The linear uptrend formed by the 78-month seasonally adjusted retail sales indicator data for sports and hobbies goods registered a decline in its slope to +0.0802, from +0.126 for the 72-month data set, +0.174 for the 66-month set and +0.247 for the 60-month set.

The locally weighted fit, which remained positively sloped throughout the five years to 2016, showed a resolute decline over the past two and a half years.

Household goods

The linear trend for the 78-month retail sales indicator data for household goods changed direction from a mild downward slope to a mild upward slope.
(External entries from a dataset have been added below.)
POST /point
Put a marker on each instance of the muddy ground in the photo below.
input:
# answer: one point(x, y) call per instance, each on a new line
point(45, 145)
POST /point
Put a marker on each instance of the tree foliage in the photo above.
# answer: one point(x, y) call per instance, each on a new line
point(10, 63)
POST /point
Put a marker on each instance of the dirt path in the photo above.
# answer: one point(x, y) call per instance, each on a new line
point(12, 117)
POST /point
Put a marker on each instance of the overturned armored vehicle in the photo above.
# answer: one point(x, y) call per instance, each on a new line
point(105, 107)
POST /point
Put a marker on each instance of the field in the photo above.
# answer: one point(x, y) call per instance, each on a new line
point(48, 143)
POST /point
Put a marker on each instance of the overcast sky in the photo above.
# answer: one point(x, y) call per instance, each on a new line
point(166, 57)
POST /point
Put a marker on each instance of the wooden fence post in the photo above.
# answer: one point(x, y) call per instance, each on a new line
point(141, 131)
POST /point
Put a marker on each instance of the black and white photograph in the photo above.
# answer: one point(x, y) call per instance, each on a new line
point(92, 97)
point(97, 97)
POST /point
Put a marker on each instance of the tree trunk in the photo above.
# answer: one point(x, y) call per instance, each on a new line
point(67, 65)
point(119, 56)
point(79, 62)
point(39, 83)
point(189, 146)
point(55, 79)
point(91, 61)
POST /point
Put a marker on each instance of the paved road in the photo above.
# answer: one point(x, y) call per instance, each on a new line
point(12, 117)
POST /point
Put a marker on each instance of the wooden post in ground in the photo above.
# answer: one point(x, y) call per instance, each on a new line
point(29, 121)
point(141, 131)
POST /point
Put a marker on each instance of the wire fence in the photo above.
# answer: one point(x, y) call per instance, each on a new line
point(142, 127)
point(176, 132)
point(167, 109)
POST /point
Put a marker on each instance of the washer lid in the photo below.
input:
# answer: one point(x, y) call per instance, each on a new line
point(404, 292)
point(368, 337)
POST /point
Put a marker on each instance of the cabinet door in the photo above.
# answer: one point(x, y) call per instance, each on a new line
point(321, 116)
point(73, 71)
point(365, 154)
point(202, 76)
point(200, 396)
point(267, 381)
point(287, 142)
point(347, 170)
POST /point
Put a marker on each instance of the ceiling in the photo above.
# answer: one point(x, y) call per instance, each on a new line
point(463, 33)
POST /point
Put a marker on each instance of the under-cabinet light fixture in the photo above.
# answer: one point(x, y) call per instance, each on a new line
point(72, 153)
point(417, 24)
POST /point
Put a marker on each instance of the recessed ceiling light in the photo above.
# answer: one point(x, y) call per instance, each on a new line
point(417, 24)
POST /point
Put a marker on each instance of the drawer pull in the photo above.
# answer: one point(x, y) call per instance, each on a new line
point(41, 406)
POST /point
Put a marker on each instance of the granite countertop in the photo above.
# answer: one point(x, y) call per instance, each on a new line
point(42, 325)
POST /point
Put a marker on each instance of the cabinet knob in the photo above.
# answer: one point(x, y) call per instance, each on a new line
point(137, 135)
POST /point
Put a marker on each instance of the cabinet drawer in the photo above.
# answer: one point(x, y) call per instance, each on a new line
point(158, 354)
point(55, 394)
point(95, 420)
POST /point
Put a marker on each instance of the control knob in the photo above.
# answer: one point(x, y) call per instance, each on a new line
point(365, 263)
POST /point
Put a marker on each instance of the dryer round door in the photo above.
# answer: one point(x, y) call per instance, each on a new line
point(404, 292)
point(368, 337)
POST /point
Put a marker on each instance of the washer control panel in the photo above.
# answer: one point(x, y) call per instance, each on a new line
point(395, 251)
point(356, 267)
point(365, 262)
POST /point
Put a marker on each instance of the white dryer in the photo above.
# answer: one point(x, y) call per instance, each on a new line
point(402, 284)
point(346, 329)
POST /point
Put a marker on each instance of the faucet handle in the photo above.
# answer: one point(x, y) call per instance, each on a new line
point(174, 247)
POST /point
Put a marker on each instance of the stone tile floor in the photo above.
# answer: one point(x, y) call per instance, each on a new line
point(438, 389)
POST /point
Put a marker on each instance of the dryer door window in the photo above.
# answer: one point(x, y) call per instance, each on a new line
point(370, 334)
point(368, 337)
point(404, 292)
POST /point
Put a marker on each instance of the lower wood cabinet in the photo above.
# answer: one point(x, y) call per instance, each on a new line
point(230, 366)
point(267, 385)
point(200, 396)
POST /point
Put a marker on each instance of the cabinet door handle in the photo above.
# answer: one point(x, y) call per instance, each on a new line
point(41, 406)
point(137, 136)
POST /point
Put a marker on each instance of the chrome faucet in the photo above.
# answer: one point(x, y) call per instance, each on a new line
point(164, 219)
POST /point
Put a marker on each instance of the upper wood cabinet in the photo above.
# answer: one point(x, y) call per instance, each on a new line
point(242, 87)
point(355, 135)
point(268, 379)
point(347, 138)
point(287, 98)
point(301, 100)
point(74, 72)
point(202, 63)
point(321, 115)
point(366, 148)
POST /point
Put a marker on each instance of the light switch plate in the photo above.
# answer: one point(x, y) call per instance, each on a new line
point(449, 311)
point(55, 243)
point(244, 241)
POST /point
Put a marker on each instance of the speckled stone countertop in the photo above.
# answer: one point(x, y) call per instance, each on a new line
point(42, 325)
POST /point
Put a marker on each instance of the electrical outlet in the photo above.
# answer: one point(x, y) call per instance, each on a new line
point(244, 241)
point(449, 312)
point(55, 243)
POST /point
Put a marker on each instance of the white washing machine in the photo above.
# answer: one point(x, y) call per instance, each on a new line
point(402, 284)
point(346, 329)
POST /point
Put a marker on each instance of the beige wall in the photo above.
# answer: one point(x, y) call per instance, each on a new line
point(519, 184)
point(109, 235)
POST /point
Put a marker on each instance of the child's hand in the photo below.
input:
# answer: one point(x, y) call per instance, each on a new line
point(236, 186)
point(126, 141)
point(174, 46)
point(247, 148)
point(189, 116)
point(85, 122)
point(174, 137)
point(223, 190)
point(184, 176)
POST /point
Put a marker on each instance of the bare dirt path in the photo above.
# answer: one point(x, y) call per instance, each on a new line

The trend line’s gradi-ent was +0.00398 compared with a slope of -0.032 for the 72-month data set, -0.0697 for the 66-month set, and -0.118 for the 60-month set.

The locally weighted fit showed a more nu-anced view of the evolution of this data set, with a mild upturn after 2016 preceded by a relatively sharp three-year-long decline.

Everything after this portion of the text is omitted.